We had two Commodore Business Machines computers: a 4016 and a 4032, named because they could display 40 columns of text and had 16Kbytes and 32Kbytes of RAM, not that we ever got close to using it all. They loaded programs (slowly) from cassette tape and had built-in monochrome monitors. We could program them in BASIC, saving our programs to our own cassette tapes. I think the first program I was shown looked something like this:
10 LET A=2
20 LET B=3
30 LET C=A+B
40 PRINT C
We could RUN this program and the computer would display the number 5.
This is a bit verbose even for the BASIC of the time, but gave us the general idea that you could tell computer what to do by writing a recipe of instructions.
As a historical note, this implementation of BASIC was partially written by Bill Gates himself, in the 1970s.

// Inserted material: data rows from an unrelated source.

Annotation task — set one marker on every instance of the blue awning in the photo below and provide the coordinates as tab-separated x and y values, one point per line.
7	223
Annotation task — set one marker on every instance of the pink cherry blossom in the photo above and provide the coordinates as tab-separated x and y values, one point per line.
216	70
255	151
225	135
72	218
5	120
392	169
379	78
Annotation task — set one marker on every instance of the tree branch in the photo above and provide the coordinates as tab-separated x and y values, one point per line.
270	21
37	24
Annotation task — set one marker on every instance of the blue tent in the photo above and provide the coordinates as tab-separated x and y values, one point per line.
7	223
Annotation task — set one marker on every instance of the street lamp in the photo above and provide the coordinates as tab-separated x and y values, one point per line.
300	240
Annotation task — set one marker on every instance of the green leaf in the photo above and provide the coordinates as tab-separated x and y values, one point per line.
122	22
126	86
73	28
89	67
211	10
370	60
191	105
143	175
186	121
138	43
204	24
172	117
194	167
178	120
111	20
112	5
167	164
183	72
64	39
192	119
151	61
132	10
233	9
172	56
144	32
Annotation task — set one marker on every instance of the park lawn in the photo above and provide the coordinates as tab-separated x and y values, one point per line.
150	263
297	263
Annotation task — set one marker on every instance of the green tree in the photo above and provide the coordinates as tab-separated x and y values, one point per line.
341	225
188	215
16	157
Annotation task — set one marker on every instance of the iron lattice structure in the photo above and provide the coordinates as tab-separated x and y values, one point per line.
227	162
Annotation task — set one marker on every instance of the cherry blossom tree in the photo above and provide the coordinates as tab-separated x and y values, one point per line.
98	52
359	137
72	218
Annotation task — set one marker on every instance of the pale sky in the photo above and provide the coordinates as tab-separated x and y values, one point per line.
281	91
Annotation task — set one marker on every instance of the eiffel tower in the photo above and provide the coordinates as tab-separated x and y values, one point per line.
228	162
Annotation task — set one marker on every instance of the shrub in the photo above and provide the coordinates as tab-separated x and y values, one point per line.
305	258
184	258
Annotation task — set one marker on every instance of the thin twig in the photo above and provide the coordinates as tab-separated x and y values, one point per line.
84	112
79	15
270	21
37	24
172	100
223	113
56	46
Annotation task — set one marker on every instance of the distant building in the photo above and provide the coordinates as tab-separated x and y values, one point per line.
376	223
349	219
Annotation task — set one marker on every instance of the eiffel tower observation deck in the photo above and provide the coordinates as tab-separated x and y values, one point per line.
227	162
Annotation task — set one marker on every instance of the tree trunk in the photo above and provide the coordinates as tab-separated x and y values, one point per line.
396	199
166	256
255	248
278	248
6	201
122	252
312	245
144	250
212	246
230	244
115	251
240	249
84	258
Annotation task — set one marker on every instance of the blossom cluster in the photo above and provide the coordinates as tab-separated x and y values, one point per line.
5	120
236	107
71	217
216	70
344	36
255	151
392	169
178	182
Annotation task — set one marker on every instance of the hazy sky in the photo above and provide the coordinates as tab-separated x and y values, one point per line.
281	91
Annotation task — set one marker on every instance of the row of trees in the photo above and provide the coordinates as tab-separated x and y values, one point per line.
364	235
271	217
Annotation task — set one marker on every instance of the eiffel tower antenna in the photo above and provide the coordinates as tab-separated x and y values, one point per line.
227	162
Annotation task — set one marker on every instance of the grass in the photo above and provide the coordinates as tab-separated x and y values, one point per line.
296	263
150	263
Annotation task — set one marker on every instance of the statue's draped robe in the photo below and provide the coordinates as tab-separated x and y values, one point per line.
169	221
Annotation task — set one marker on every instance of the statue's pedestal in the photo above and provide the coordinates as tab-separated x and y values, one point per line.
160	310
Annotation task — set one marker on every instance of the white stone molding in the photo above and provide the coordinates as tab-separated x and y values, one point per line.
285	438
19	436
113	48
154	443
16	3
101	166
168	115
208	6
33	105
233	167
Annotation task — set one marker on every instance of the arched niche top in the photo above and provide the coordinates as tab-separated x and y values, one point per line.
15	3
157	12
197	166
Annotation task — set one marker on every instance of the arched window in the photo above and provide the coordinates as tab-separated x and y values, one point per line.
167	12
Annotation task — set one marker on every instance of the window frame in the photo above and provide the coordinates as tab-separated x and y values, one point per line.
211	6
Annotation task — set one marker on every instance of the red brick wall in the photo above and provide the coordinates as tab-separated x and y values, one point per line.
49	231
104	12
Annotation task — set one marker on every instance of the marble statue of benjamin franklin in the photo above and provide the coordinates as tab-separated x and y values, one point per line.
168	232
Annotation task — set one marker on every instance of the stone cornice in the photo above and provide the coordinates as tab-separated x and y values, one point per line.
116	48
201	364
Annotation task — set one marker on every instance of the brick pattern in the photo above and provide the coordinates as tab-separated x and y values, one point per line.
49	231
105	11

I would finish my maths classes early and ask to get more computer time, writing simple games in BASIC on the green screen monitors. At weekends I started spending time in computer showrooms instead of travel agencies, asking the staff to let me “play on the computer” – for example Commodore machines or a TRS-80. Some of those places did get tired of me doing that of course.
I would write games in which you controlled the letter O on screen, and enemies would be asterisks and chase you until they got you.
At this time arcade machines were very popular, being located both in down-town shopping centres and in local shops. Ones I remember seeing include the monochrome vector graphics based “Asteroids”, the life-threatening “Balloon Bomber” and “Defender” (in the sense that I nearly choked at a barbecue, hurrying to watch someone else playing the games), the watch-out-for-the-cold-war “Missile Command” and “Polaris”, the wonderful dual-joystick “Crazy Climber”, and the catchy-tuned “New Rally-X” which I (much later) worked on professionally. The games we now think of as the biggest names, “Pac-man” and “Space Invaders”, had less of an impact on me at the time, although I appreciate Pac-man much more now that I have looked deeper into its elegant logic, and coincidentally written conversions that sold millions of copies in the 2000s.
One of my uncles in New Zealand sent me two pages torn out of the British magazine “Computer and Video Games” August 1982 which contained the program “Rocks”, a clone of “Asteroids” for the Commodore VIC-20. I went to a down-town computer shop and typed the whole program in. When I ran it the program self-destructed! Fortunately, I had saved a copy of it to cassette tape before I tried running it otherwise what seemed like hours of typing would have been lost. I then looked at the instructions, and it required more RAM to be installed in the machine before running. After doing that, it ran fine. A customer at the shop came in and asked how much it was. After saving a copy to another tape the owner sold the game on the spot!
Type-in magazines and books were at the heart of the computer learning experience at the time. “Computer and Video Games” was available in local newsagents delayed by a few months. The United States had similar magazines such as “Compute’s Gazette” and “Ahoy!”. For the price of a week’s pocket money you could get a listing of games for a variety of the 8-bit computers popular at the time: Commodores PET, VIC-20, 64, ZX Spectrum, Oric 1 and Amstrad, Dragon 32, TRS 80, Acorn Electron and BBC-B. Fewer listings were for the Apple ][, since it was a bit pricey for the home user. By the time 16-bit computers like the Atari ST, Commodore Amiga and Sinclair QL came along, programs were too big to fit into listings magazines and the market moved on.